1er décembre 2019, 23h12: Des crampes me prennent. « Ça y est, j'ai des contractions! Chéri, j'ai des contractions! Je vais accoucher! » L’excitation s’empare de moi comme jamais: après ces 266 jours, 11 heures et 27 minutes d’attente, on y est enfin! Ou presque… À ma plus grande déception, c’était une fausse alerte, mais à mon plus grand soulagement aussi, car j’étais très très très loin d’être prête!

Un des indices d’un manque de préparation irréfutable?
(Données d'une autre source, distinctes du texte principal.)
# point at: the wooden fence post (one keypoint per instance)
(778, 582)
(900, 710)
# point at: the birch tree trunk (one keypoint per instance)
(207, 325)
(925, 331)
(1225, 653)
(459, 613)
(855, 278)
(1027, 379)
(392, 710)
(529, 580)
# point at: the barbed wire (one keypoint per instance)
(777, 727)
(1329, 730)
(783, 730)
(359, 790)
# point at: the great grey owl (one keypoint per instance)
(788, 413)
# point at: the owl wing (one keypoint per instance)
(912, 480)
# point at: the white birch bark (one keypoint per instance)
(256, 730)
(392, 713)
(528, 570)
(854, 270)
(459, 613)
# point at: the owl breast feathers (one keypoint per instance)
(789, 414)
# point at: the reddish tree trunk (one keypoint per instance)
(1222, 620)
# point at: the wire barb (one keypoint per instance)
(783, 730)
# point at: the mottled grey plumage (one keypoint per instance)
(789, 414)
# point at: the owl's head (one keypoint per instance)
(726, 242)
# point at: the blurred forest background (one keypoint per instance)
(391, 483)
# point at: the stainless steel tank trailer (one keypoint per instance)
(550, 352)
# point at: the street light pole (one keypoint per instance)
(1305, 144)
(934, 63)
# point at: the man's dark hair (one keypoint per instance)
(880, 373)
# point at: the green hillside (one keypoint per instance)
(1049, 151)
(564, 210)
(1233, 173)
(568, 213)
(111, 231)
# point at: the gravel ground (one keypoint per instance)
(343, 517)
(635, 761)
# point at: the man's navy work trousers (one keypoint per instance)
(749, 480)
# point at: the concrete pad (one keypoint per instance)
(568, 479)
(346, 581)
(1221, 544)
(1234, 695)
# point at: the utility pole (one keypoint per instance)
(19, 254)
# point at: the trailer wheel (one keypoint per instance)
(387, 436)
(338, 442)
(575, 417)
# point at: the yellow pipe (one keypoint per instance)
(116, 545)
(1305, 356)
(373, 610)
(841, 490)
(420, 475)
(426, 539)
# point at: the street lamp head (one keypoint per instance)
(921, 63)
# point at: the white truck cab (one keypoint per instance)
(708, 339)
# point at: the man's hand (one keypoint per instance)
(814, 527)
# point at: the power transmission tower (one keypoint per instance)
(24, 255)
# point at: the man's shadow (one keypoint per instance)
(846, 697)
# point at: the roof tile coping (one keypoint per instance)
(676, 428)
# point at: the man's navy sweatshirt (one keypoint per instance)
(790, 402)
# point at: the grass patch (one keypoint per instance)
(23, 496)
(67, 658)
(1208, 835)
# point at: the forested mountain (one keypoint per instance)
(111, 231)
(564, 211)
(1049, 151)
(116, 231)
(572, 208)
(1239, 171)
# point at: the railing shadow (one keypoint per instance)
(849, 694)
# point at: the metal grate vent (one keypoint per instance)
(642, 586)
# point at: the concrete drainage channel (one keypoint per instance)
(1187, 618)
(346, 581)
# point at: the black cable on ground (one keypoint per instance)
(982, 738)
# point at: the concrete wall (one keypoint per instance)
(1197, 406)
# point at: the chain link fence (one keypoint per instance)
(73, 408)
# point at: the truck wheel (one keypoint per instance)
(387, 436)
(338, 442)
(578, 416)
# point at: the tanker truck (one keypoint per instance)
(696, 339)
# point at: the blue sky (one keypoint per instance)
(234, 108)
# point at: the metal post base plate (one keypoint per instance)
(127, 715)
La tête de notre voisin du dessous quand il a dû entendre des pas de deux éléphants s’agiter partout dans l’appartement pour remplir une valise vide avec des tas d’affaires improbables et possiblement inutiles pour se rendre à l'hôpital (En effet, pas convaincue que mon calendrier de l’avent était une des priorités à amener pour l’accouchement.).

Suite à ces premières (fausses) contractions, on a réalisé qu’il était temps de se pencher sur notre séjour à venir à l'hôpital en faisant enfin la liste de tout ce dont on avait besoin: plusieurs ensembles de vêtements pour moi et pour papa, ma trousse de toilette au COMPLET, plein de pyjamas de bébé, des cache-couches, des couches, des petits vêtements tout nouveaux tout beaux, mon petit haut-parleur portatif, un livre (au cas où je m’ennuierais… si j'avais su ce qui m'attendait!), mon ballon de grossesse, mon tapis de yoga pour mes exercices d’accouchement, mon coussin d’allaitement pour être confortable, et j’en passe!

Bref, nous étions bien trop prêts… Un des indices d’une préparation trop intense irréfutable? La tête de notre voisin, encore, quand il nous a vu sortir de l’appartement en soirée avec autant d’affaires dans les bras; il s’étonnait alors que nous déménagions à une heure pareille…

Et en plus de tout ça, il fallait ajouter bébé dans la coquille au retour. Mais où est-ce que j'allais bien pouvoir mettre mon tapis de yoga?

À notre retour de l'hôpital, lorsque nous avons ouvert le coffre du taxi pour le vider, nous prenions une chose après l'autre en nous rendant compte à quel point tout ça n'avait pas été utile. En commençant par le ballon de grossesse qu'on a évidemment dû dégonfler avant de partir parce qu'il était beaucoup trop gros pour entrer dans le coffre. Et ce n'est pas faute d'avoir essayé de l'écraser avec ma bedaine avant... Et tous les vêtements de bébé? À part pour sa première photo lors du départ de l'hôpital, disons que Bébé était bien mieux emmailloté de nuit et en peau à peau de jour. Tous mes vêtements? Un peu comme Bébé, je ne me suis habillée qu'au départ de l'hôpital (par solidarité uniquement, évidemment) si on ne considère par un pyjama comme un vêtement. Et mes affaires pour m'occuper, « au cas où »? Même avec un accouchement de 26h, je n'ai pas eu le temps de m’ennuyer, croyez-moi! En ce qui concerne mon calendrier de l'avent; trois mois plus tard, les chocolats des dates suivant la naissance attendent encore d'être mangés, il serait peut-être temps que je passe à l'action.

Bref, si c'était à refaire, disons que je prendrais juste l'essentiel de sorte que mon voisin se demande simplement pourquoi nous allons prendre une marche à une heure pareille...

Quel est l'objet le plus inusité et inutile que vous aviez mis dans votre valise d'hôpital pour l'accouchement?